While I will not argue that it is probably one of the best value-for-money lenses, it is not versatile at all, and yet it seems to get hailed as a magic-bullet lens.  I regularly see people making claims like "it never comes off my camera".  And after having used it myself, I can only conclude that these people shoot one type of thing and one type of thing only, or it never comes off because they don't own any other lenses.

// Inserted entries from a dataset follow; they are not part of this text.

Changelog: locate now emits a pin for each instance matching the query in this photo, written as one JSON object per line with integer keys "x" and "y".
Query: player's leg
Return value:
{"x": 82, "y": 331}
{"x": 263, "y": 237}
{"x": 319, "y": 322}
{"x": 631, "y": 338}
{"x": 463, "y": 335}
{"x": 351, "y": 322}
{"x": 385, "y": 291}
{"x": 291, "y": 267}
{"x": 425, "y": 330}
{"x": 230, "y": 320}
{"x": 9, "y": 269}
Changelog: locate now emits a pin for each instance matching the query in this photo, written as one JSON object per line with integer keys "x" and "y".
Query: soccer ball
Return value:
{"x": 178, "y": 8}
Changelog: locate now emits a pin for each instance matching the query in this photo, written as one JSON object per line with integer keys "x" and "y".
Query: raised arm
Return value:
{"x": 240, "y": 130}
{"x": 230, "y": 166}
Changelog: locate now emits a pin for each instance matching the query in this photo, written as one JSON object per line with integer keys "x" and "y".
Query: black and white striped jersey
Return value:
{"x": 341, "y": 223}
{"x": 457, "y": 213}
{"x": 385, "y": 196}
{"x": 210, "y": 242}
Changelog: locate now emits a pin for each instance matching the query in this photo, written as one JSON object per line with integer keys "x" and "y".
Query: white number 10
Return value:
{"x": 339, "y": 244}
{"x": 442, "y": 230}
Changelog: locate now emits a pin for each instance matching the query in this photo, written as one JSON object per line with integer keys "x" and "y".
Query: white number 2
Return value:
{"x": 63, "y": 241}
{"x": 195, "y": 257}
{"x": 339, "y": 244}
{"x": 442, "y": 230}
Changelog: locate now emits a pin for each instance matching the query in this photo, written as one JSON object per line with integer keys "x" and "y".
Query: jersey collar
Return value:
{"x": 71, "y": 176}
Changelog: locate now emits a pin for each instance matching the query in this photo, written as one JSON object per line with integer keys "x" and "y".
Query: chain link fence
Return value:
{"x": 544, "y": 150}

There is a certain love affair with the 50mm focal length because it was the standard focal length for 35mm film for decades.  But in the age of digital SLR cameras, things are different for the less expensive consumer DSLRs.  These DSLR's tend to use an image sensor that is smaller than 35mm film.  The APS-C style sensor, or crop sensor, does not render the entire image cast by a standard lens, but only a smaller piece in the center.  This results in an apparent magnification factor of 1.6.  Hence if you put a 50mm lens on a crop-sensor camera, it's like working with an 80mm lens (50 x 1.6 = 80).  The end result is a smaller-than-expected "field of view" (FOV).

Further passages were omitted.